Ansichtskarte ohne weitere Angaben, vermutlich British East Africa (BEA)

Selbst in der deutschen Schutztruppe für Deutsch-Ostafrika nahmen die Kombinationen der Bestandteile von Uniformierungen groteske Formen an. Importierte europäische, traditionell afrikanische und mehr oder weniger frei erfundene Komponenten spielten dabei eine Rolle (Bildarchiv der Deutschen Kolonialgesellschaft, Universitätsbibliothek Frankfurt am Main – Bildnummer: 037-0600-85).

Jedenfalls unterlagen weite Teile des Gesellschaftsgefüges unter dem kolonialen Einfluss Transformationsprozessen. Dennoch ist dieser Umstand nicht immer auf den direkten Druck der Kolonisation zurückzuführen. Vielmehr ergriffen auch autochthone Gruppen die Initiative, um sich den geänderten Gegebenheiten strategisch anzupassen. Lokale Eliten wollten ihre Macht erhalten, marginalisierte Gruppen zu Macht gelangen.

Das Ende des 19. Jahrhunderts nimmt mit neuen Errungenschaften in Sachen Massenmedien gegenüber dem Buchdruck eine Sonderrolle ein. Im 20. Jahrhundert kamen Radio und Fernsehen hinzu und zuletzt sorgt das Internet für globale Verbreitung.

Auch heute noch verfallen solche Darstellungen einem mehr oder minder bewussten Eurozentrismus, welcher Europa und seine Kulturen in den Mittelpunkt stellt und alle anderen Lebensformen ausgrenzt und herabsetzt.

Selbst wissenschaftliche Filme oder ethnologische bzw. interdisziplinäre Feldforschungsprojekte können sich häufig nicht ganz aus dem ursprünglich während der Kolonialzeit geschaffenen Korsett lösen und nehmen die traditionelle Beobachterrolle ein. Menschen werden wie Tiere im Zoo dem Publikum zugeführt, um ihre »archaische« oder gar »zurückgebliebene« Lebensweise darzustellen.

In den letzten Jahren sind deutliche Fortschritte gemacht worden, wobei nun die dargestellten Menschen von beobachteten Objekten zu erzählenden Subjekten werden.
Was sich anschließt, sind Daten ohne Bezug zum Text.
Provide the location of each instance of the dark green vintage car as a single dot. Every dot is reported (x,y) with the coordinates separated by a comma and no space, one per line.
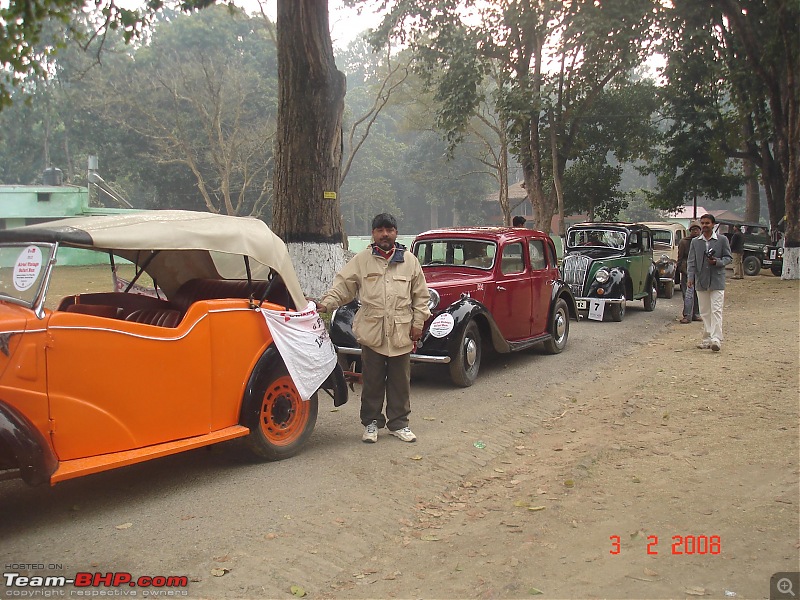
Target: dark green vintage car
(607,264)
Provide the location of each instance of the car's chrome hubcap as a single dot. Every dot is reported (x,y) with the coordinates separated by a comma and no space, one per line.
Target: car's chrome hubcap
(470,351)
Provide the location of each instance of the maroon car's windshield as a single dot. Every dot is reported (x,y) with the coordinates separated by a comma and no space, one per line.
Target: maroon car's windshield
(479,254)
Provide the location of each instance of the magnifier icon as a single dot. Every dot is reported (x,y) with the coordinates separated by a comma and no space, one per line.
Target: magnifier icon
(784,586)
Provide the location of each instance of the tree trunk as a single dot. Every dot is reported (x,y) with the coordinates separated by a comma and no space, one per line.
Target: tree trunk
(557,177)
(306,210)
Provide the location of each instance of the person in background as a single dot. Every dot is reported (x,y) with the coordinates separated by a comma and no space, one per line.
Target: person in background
(389,282)
(691,312)
(708,255)
(737,251)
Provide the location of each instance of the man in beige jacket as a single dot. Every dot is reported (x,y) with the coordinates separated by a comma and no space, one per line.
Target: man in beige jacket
(388,281)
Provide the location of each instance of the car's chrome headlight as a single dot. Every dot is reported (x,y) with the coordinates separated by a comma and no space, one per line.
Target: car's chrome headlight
(433,302)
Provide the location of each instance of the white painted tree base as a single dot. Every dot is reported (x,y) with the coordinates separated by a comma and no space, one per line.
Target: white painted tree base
(316,264)
(791,263)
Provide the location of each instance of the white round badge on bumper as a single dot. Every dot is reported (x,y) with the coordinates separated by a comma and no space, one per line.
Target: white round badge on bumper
(442,325)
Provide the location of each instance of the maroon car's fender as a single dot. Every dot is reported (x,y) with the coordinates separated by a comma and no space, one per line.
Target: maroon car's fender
(561,291)
(34,456)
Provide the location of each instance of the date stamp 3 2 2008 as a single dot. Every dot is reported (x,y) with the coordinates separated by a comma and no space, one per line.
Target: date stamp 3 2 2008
(681,544)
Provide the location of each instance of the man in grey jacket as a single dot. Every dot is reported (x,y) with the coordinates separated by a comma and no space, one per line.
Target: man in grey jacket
(708,255)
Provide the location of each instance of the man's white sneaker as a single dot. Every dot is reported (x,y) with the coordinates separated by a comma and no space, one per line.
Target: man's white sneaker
(404,434)
(370,433)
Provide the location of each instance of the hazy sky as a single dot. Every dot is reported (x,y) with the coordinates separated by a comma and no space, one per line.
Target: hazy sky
(346,23)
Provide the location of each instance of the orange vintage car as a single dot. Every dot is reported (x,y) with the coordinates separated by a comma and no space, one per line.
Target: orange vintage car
(99,379)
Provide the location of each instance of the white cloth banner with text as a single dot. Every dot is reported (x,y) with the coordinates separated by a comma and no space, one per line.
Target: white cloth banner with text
(305,346)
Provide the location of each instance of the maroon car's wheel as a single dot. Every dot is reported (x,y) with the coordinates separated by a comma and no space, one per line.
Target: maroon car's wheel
(285,420)
(559,328)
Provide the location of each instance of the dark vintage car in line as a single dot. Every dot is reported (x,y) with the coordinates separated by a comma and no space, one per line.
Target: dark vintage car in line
(773,258)
(492,288)
(756,239)
(608,264)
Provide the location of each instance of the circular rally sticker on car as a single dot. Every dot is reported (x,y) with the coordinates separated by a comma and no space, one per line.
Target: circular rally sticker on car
(442,325)
(27,268)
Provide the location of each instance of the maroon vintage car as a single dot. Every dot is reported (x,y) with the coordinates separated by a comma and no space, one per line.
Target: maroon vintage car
(491,288)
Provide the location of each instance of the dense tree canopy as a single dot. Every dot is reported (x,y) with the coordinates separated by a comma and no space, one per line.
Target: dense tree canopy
(185,113)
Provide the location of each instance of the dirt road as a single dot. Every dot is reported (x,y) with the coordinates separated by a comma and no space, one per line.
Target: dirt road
(527,482)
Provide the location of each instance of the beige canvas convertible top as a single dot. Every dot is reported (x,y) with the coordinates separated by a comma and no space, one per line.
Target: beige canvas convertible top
(209,245)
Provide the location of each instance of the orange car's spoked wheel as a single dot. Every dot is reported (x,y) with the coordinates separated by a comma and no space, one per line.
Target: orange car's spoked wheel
(284,414)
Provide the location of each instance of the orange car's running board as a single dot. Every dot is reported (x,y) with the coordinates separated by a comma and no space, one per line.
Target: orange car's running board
(85,466)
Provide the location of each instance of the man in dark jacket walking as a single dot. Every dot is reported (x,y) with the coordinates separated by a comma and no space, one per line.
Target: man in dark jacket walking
(737,251)
(691,312)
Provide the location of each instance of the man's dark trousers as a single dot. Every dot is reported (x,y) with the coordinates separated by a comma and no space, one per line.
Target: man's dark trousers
(389,377)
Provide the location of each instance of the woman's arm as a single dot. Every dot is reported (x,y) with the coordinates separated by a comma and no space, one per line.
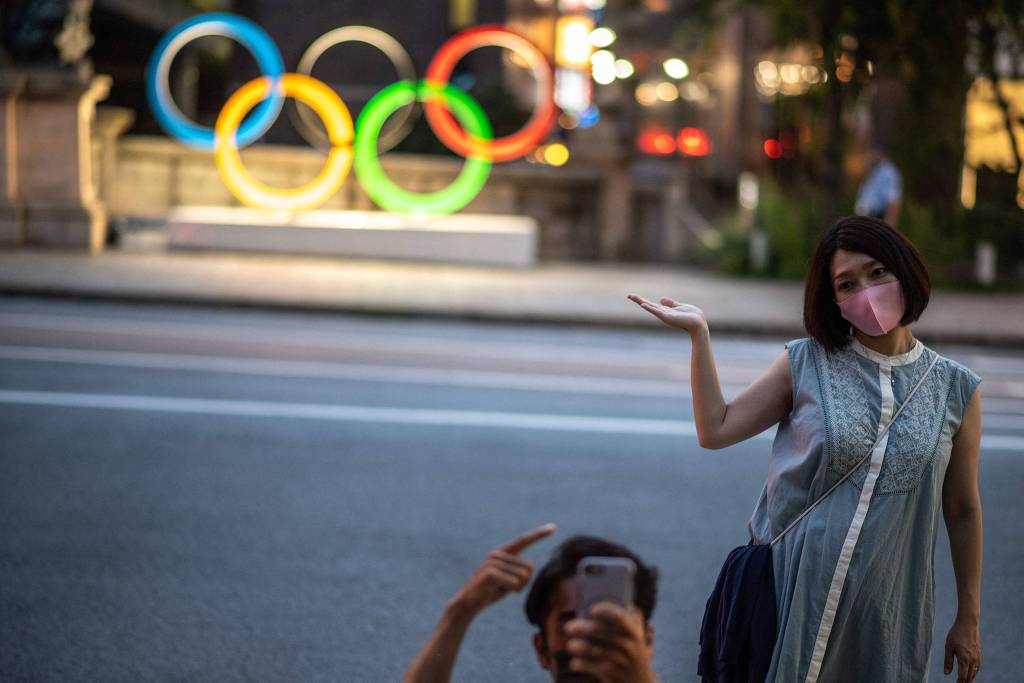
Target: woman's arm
(962,511)
(763,403)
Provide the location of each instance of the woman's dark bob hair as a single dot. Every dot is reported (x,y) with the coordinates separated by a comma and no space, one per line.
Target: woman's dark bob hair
(879,240)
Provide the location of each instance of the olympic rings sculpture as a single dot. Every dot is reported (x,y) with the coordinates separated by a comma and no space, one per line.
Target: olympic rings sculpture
(457,118)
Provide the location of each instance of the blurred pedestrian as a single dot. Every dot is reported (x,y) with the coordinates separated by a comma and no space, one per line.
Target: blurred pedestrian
(833,395)
(611,645)
(882,190)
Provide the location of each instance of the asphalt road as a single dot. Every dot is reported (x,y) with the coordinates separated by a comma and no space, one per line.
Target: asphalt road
(200,495)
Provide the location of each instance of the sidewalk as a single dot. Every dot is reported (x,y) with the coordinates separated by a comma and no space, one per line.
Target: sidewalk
(563,293)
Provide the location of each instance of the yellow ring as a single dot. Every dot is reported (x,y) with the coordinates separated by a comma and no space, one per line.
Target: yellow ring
(328,107)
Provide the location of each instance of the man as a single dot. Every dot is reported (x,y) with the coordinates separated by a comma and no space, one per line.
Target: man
(882,190)
(611,645)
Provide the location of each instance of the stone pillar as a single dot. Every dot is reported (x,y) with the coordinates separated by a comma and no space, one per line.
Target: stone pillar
(11,211)
(615,222)
(112,122)
(47,138)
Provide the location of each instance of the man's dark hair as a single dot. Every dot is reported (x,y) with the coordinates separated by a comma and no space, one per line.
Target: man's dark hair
(563,563)
(879,240)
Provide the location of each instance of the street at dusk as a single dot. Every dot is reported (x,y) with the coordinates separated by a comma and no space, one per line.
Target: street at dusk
(243,496)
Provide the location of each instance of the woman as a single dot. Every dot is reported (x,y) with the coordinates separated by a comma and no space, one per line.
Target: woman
(865,615)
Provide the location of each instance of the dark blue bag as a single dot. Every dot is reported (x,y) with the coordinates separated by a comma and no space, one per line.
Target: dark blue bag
(737,635)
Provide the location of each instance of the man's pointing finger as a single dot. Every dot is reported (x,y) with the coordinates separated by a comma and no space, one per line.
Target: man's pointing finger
(520,543)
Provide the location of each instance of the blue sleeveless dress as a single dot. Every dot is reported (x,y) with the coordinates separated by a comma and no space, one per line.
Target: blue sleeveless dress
(881,627)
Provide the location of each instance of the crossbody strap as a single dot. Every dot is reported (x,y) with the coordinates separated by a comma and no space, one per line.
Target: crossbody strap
(864,459)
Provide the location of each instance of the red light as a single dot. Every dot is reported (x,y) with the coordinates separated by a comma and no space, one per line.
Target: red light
(694,142)
(656,141)
(787,144)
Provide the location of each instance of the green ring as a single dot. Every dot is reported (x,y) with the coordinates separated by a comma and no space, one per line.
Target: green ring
(381,188)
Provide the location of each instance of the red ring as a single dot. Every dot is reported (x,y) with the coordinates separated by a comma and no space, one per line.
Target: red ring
(448,129)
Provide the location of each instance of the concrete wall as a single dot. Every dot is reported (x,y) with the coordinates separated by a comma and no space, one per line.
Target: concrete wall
(152,175)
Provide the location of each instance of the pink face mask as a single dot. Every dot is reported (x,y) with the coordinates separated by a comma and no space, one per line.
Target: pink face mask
(875,310)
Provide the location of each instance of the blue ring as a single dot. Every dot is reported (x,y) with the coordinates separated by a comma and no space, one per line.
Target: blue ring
(238,28)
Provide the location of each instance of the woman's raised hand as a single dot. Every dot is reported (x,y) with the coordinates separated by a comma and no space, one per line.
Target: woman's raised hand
(683,315)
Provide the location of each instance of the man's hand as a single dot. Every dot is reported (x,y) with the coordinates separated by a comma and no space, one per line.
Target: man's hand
(610,645)
(502,572)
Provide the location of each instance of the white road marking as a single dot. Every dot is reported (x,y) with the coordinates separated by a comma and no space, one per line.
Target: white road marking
(1004,413)
(358,372)
(340,413)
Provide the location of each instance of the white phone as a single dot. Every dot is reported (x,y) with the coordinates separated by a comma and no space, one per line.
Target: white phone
(604,580)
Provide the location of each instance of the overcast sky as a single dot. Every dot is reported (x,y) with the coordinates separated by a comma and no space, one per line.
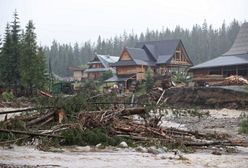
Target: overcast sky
(69,21)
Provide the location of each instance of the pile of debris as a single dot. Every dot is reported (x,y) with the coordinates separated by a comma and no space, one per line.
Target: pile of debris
(235,80)
(118,123)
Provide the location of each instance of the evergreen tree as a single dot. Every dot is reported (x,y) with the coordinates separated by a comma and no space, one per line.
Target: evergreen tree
(32,61)
(6,59)
(15,51)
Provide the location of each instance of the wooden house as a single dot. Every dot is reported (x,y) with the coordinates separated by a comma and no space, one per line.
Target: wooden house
(158,57)
(99,65)
(78,73)
(233,62)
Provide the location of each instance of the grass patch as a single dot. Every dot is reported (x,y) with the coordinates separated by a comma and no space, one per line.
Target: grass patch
(244,126)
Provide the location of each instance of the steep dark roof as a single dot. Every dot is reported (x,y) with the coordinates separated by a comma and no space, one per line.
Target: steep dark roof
(151,53)
(240,45)
(124,63)
(163,47)
(236,55)
(224,61)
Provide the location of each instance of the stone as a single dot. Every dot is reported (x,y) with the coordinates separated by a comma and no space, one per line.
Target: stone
(81,149)
(153,150)
(98,145)
(123,144)
(141,149)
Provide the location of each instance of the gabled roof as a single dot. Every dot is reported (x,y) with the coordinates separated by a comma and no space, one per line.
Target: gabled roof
(240,45)
(106,60)
(163,47)
(224,61)
(236,55)
(151,53)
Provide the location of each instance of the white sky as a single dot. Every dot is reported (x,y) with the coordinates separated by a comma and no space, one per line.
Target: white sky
(70,21)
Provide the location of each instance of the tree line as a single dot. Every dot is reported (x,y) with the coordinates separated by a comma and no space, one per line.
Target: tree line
(23,64)
(202,43)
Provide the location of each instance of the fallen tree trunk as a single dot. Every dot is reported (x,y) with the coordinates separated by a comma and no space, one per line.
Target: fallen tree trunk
(39,119)
(29,133)
(24,110)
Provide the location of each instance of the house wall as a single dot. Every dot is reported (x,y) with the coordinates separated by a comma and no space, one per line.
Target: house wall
(94,75)
(180,57)
(128,70)
(125,56)
(225,71)
(96,65)
(77,75)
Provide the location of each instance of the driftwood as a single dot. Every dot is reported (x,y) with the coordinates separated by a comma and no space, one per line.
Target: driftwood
(41,118)
(29,133)
(101,118)
(24,110)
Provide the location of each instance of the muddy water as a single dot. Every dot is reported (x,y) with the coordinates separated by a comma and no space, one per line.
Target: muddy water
(119,158)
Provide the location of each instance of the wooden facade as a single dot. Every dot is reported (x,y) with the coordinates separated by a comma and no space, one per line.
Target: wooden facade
(233,62)
(99,65)
(170,56)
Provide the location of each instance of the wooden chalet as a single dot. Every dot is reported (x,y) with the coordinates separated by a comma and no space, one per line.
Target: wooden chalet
(158,56)
(78,73)
(233,62)
(100,64)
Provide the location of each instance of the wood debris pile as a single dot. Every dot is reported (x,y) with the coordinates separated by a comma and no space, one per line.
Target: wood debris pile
(235,80)
(118,122)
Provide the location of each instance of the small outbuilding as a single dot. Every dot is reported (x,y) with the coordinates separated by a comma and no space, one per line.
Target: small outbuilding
(233,62)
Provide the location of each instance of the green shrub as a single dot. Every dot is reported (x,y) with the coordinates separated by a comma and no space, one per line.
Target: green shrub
(8,96)
(94,136)
(244,125)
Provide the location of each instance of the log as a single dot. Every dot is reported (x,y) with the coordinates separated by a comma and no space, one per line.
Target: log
(23,110)
(30,133)
(227,142)
(160,97)
(39,119)
(132,111)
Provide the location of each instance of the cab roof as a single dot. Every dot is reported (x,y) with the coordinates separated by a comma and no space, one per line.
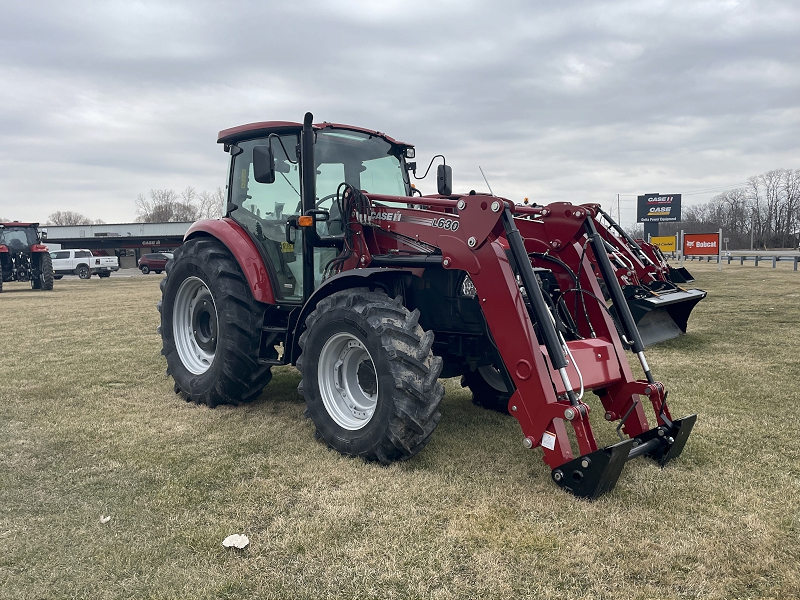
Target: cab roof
(262,128)
(17,224)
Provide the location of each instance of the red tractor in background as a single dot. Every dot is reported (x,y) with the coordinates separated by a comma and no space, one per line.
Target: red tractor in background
(23,256)
(330,260)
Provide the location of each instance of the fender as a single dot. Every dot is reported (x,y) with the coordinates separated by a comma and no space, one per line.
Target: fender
(244,250)
(341,281)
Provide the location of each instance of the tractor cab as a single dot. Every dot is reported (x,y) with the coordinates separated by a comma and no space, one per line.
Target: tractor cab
(267,192)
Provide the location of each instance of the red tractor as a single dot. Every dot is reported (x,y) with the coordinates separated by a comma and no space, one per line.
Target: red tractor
(23,256)
(328,259)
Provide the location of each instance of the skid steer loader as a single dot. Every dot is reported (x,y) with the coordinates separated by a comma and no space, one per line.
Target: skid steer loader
(330,260)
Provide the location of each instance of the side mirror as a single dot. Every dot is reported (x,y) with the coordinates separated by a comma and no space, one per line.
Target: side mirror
(444,180)
(263,164)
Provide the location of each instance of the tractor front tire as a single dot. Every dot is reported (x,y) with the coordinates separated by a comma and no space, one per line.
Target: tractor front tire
(488,388)
(369,377)
(44,279)
(211,326)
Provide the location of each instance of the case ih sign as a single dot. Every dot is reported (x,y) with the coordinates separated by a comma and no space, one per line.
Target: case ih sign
(658,208)
(701,244)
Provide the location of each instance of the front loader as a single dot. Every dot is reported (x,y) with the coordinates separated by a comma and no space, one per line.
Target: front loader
(23,256)
(652,288)
(330,260)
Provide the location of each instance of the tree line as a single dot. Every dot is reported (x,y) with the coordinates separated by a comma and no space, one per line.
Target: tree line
(765,213)
(159,206)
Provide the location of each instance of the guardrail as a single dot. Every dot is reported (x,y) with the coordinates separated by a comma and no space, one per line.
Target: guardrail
(755,258)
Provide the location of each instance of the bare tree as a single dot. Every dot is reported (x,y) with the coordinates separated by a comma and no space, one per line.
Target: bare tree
(68,217)
(165,206)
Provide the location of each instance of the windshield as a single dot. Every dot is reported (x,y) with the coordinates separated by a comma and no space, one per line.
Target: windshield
(365,161)
(18,238)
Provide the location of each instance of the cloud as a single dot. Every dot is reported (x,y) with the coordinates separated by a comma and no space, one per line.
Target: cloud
(570,101)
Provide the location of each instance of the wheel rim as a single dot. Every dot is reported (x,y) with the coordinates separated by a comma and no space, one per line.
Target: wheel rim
(195,325)
(348,381)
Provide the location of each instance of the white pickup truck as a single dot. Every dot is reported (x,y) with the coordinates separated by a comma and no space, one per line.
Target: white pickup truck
(82,263)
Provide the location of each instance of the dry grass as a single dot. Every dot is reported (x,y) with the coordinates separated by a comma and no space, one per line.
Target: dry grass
(89,426)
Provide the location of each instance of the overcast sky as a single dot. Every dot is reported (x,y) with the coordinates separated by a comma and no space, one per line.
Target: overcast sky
(558,100)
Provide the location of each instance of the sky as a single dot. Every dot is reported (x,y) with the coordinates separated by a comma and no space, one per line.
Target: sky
(556,101)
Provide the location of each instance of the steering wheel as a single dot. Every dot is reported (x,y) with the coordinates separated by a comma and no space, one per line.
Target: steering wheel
(325,199)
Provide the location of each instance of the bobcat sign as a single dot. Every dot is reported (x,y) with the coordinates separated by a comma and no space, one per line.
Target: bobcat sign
(701,244)
(658,208)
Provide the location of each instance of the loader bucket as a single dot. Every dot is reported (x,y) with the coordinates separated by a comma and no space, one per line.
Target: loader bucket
(662,317)
(592,475)
(680,275)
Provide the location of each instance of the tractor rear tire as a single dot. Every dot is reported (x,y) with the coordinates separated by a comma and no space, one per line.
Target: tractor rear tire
(369,377)
(488,388)
(211,326)
(44,280)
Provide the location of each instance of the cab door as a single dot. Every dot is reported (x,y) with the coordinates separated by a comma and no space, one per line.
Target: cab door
(263,209)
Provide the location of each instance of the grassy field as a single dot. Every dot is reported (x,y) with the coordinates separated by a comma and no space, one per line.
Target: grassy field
(90,427)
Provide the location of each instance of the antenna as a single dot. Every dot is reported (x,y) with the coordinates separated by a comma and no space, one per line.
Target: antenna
(486,180)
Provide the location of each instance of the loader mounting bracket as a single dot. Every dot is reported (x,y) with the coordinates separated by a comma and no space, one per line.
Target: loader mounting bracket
(678,432)
(594,474)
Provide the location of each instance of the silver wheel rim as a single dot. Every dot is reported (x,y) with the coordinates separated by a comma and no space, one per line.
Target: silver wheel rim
(493,378)
(348,381)
(194,325)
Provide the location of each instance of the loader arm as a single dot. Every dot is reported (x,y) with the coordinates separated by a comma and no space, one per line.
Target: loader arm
(479,235)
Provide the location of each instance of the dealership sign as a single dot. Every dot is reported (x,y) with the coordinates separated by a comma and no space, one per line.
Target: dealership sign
(658,208)
(667,243)
(701,244)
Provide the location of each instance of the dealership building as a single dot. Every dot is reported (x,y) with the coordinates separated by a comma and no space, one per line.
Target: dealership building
(128,241)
Gerade jedoch bei der Auswahl der Thematik oder einzelner Parameter ist Vorsicht geboten, um nicht einseitig die negativen Aspekte einer Kultur in den Vordergrund zu rücken.

Um dies zu vermeiden, ist nicht nur eine Zusammenarbeit mit lokalen Forschungs- und Kulturprojekten erstrebenswert, sondern auch ein offenes Ohr für die sich präsentierenden Akteure und ihr soziales Umfeld notwendig.

Insbesondere in der Werbung als Teil der Unterhaltungsindustrie werden nach wie vor Exotismen eingesetzt, um die Erfüllung unerreichbarer Träume mit einem Markennamen und Konsumverhalten in Verbindung zu bringen. Häufig stehen diese Phantasiewelten in nahezu ungebrochener Tradition zu kolonialen Pauschalisierungen, Vorurteilen, Stereotypen und Stigmatisierungen.